Neron Network的求值算法 Back Propagation Algorithm

给定一组训练数据如下：

$\lbrace (x^{(1)}, y^{(1)}) \cdots (x^{(m)}, y^{(m)})\rbrace$

初始化：

$\Delta^{(l)}_{i,j}$

Loop开始（pick一组训练数据）

第一步，根据模型，使用 forward propagation 求出当前训练数据的预测值
从$\delta^{(L)} = a^{(L)} - y^{(t)}$开始，使用Back propagation 算出所有的$\delta$

其中，算法公式为：

$\delta^{(l)} = ((\Theta^{(l)})^T \delta^{(l+1)})\ .*\ a^{(l)}\ .*\ (1 - a^{(l)})$

第二步，计算每一层的delta

$g'(z^{(l)}) = a^{(l)}\ .*\ (1 - a^{(l)})$

注意在一些表达中出现了如上公式，叫做g-prime derivative terms。

$\Delta^{(l)}_{i,j} := \Delta^{(l)}_{i,j} + a_j^{(l)} \delta_i^{(l+1)}$

写为

$\Delta^{(l)} := \Delta^{(l)} + \delta^{(l+1)}(a^{(l)})^T$

第三步，累计每一层的大delta，从而得出overall的partial derivative公式。

j不等于0时：

$D^{(l)}_{i,j} := \dfrac{1}{m}\left(\Delta^{(l)}_{i,j} + \lambda\Theta^{(l)}_{i,j}\right)$

j等于0时：

$D^{(l)}_{i,j} := \dfrac{1}{m}\Delta^{(l)}_{i,j}$

最后得出Partial Derivative是：

$\frac \partial {\partial \Theta_{ij}^{(l)}} J(\Theta)$

Loop结束

back propagation实际在做什么？

实际上是从结果的delta倒推每一层每个参数的delta。
每个单元的delta其实是用当前单元向前propagate时候贡献过的单元的delta和贡献时候使用的theta值结合起来算出来的。

算法实现细节

Rolling parameters

为了使用跟之前一样的方式调用fminunc()求最优的theta，不方便传入多维数组。
这里引入unroll 的parameter的概念。因为对于神经网络模型，把多维theta matrix给unroll成一个大vector并不影响计算。算出来的结果再reshape回来即可。

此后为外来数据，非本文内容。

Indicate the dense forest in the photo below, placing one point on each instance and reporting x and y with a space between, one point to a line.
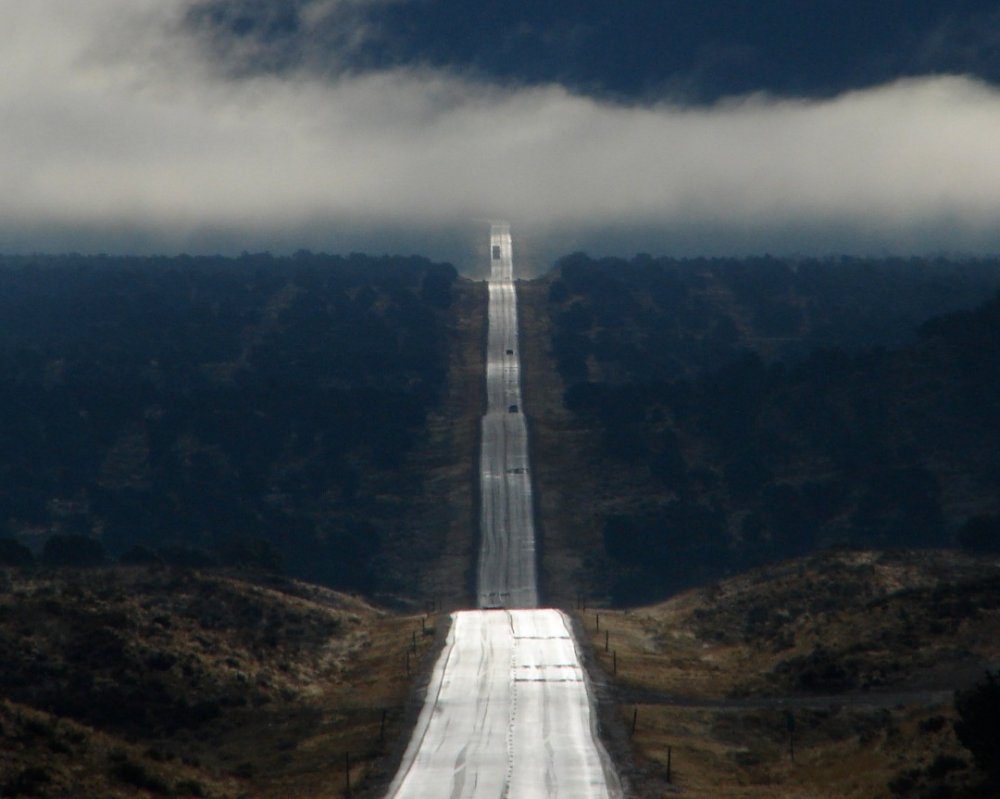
255 411
751 410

1 2	thetaVector = [ Theta1(:); Theta2(:); Theta3(:); ] deltaVector = [ D1(:); D2(:); D3(:) ]

1
2
3

Theta1 = reshape(thetaVector(1:110),10,11)
Theta2 = reshape(thetaVector(111:220),10,11)
Theta3 = reshape(thetaVector(221:231),1,11)

总结：
unroll theta的matrix得到大vector调用fminunc求theta
reshape得到theta用来计算D 和 J(theta)
unroll D得到DVector用来计算gradientVector（？？？）

Gradient Checking

在使用fp 和 bp的过程中用来检查实现是否正确。

公式如下：

$\dfrac{\partial}{\partial\Theta}J(\Theta) \approx \dfrac{J(\Theta + \epsilon) - J(\Theta - \epsilon)}{2\epsilon}$

对于多维theta的神经网络，该公式表示为（即为每个theta求一次numerical derivative ,注意这样的验证超级消耗计算资源，所以该算法值用来验证算法BP实现的的正确性，一旦验证就不需要反复调用该公式做验证。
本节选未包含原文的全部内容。